Tabulify integrates natively a data generator.
You can generate realistic production data and start working on your project right away.
Because the data is fake but realistic, you don't need to:
The data fill operation is an operation that will select target data resource and fill them with data.
Tabulify supports two mode:
The fill operation is supported by the data fill command.
Let's first delete all data with the data truncate command to get a clean schema.
tabli data truncate *@sqlite
The below fill command will fill all tables with auto-generated data
tabli data fill *@sqlite
Source Target Latency (ms) Row Count Error Message
----------------------------- ----------------------------- ------------ --------- ----- -------
call_center@memgen call_center@sqlite 137 1000
catalog_page@memgen catalog_page@sqlite 48 1000
catalog_sales@memgen catalog_sales@sqlite 130 1000
customer@memgen customer@sqlite 98 1000
customer_address@memgen customer_address@sqlite 94 1000
customer_demographics@memgen customer_demographics@sqlite 62 1000
date_dim@memgen date_dim@sqlite 104 1000
household_demographics@memgen household_demographics@sqlite 32 1000
income_band@memgen income_band@sqlite 37 1000
item@memgen item@sqlite 195 1000
promotion@memgen promotion@sqlite 76 1000
ship_mode@memgen ship_mode@sqlite 45 1000
store@memgen store@sqlite 105 1000
store_sales@memgen store_sales@sqlite 100 1000
time_dim@memgen time_dim@sqlite 56 1000
warehouse@memgen warehouse@sqlite 81 1000
web_page@memgen web_page@sqlite 70 1000
web_sales@memgen web_sales@sqlite 135 1000
web_site@memgen web_site@sqlite 96 1000
The data fill command loads 1000 records for each table because this is the default value of the max-record-count option ( This option defines the number of records generated ).

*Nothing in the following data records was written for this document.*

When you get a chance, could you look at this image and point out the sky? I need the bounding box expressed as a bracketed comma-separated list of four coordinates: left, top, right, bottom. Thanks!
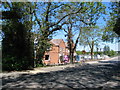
[53, 2, 120, 51]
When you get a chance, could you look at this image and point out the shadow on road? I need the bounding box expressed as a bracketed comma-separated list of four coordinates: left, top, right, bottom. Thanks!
[2, 61, 120, 90]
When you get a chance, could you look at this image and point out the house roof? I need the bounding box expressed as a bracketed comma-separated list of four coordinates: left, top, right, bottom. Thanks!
[50, 39, 63, 45]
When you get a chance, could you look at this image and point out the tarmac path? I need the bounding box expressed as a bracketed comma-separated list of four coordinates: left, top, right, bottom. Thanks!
[2, 58, 120, 90]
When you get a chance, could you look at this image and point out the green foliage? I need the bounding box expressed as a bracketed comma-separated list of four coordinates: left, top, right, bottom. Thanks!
[108, 50, 117, 57]
[103, 2, 120, 42]
[76, 51, 82, 55]
[103, 46, 110, 55]
[2, 2, 34, 71]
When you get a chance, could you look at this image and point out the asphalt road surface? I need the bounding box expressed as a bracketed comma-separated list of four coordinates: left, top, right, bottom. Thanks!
[2, 58, 120, 90]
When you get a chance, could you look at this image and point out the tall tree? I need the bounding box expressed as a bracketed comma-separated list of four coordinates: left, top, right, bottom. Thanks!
[34, 2, 87, 63]
[103, 1, 120, 42]
[80, 26, 102, 59]
[65, 2, 105, 63]
[2, 2, 34, 70]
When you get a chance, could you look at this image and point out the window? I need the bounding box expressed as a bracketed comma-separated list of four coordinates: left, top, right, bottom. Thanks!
[45, 55, 49, 60]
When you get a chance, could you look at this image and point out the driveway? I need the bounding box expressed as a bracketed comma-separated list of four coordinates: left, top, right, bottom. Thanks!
[2, 58, 120, 90]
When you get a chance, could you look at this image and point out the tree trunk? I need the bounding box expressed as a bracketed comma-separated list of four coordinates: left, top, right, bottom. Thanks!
[90, 41, 94, 60]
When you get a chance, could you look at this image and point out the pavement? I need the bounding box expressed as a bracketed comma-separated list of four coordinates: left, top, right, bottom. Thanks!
[1, 57, 120, 90]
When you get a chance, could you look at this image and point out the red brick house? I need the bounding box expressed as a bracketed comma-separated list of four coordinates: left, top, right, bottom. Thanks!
[43, 39, 72, 65]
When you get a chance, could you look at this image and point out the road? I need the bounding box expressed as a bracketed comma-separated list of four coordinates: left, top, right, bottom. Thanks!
[2, 58, 120, 90]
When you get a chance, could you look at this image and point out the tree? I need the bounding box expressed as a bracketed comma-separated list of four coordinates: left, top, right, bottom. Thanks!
[2, 2, 34, 70]
[103, 1, 120, 42]
[34, 2, 88, 63]
[80, 26, 102, 59]
[64, 2, 105, 63]
[103, 46, 110, 55]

By running the query 11 (of the query lesson), we don't get any data back.
tabli data print (sqlite/query_11.sql@tpcds_query)@sqlite
customer_id customer_first_name customer_last_name customer_email_address
----------- ------------------- ------------------ ----------------------
Why ? Because the query 11 is based on time data of the year 2001 and unfortunately the auto-generated data does not contain 2001 in the d_year column.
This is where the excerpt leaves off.